Celery is one of the most popular async task frameworks in the python ecosystem. And if you are also running Django, then celery is often considering the defacto task system to pair it with.

If you’re running Celery in production, you will eventually need basic operational visibility for your tasks and workers. You’ll need to know if your workers are alive, what they are currently running and whether any tasks are currently stuck or queues are backed up. These are very common observability needs and any real project will need to come up with a solution to producing this kind of visibility.

Most teams solve the with Flower, a separate frontend and event consumer application in the celery ecosystem. This works but it also introduces a separate process and a separate interface. This comes with non-zero operational complexity since you now have another surface that needs to be exposed and hardened.

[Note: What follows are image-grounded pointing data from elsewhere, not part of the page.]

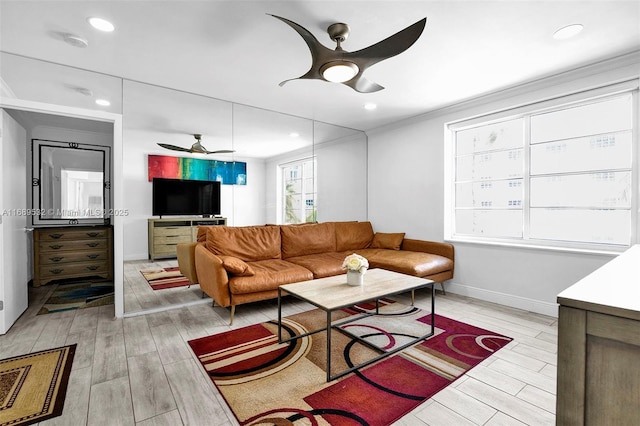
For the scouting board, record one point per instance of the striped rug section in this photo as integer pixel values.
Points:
(161, 278)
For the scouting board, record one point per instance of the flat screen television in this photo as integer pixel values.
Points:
(179, 197)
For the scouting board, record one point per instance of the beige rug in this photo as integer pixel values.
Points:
(33, 386)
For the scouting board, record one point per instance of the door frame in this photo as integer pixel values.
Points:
(117, 183)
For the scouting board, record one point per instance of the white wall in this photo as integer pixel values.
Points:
(342, 183)
(406, 194)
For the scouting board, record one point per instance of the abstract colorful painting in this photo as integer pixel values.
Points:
(226, 172)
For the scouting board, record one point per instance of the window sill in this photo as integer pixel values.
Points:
(609, 251)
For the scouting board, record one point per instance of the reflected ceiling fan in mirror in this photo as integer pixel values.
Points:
(196, 148)
(340, 66)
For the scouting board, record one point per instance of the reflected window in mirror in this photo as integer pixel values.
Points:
(70, 183)
(299, 191)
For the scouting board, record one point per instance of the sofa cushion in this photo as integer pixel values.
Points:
(307, 239)
(387, 241)
(248, 243)
(268, 275)
(414, 263)
(353, 235)
(236, 266)
(321, 265)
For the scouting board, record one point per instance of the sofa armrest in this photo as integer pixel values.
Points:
(441, 249)
(213, 278)
(187, 261)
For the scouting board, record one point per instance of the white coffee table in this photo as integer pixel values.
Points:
(333, 293)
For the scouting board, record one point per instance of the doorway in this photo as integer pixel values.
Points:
(30, 115)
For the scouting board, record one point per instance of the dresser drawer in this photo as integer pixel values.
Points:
(172, 231)
(66, 270)
(72, 234)
(62, 245)
(172, 239)
(61, 256)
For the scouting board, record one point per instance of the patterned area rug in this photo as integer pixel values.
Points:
(79, 295)
(263, 381)
(161, 278)
(33, 386)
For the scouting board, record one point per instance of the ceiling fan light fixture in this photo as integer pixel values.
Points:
(339, 71)
(101, 24)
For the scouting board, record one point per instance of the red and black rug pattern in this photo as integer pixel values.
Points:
(264, 381)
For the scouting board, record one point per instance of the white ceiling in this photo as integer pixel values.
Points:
(232, 50)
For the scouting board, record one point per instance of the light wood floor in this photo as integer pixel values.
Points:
(140, 370)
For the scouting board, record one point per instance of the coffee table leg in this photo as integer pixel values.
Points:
(328, 346)
(279, 316)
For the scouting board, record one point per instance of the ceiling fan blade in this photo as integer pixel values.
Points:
(320, 54)
(174, 148)
(387, 48)
(362, 85)
(220, 151)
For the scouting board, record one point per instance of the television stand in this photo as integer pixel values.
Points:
(166, 233)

That gap is what led me to build dj-celery-panel. The idea is straightforward: surface Celery’s existing observability directly inside Django admin. The project exposes worker status, task state, and queue visibility using the same APIs Celery already provides, but presents them in an admin-native interface. There is no longer any other process that needs to run in order to get celery visibility for any project.

The project started as something I built for my own use. Open sourcing it felt like the natural next step. If it turns out to be useful to other Django teams, I will continue to refine it. If it remains a small, focused tool, that is fine as well. Not every piece of software needs to be more than that.

dj-celery-panel is released and usable today. If you are running Django with Celery and find yourself repeatedly reaching for a separate UI just to understand what your workers are doing, this may fit naturally into your workflow.

The project is available here:

Future Changes

dj-celery-panel has an architecture composed of swappable backends. This makes it completely customizable and extensible even at a per page level. I am looking toward creating more backends to support more interesting setups.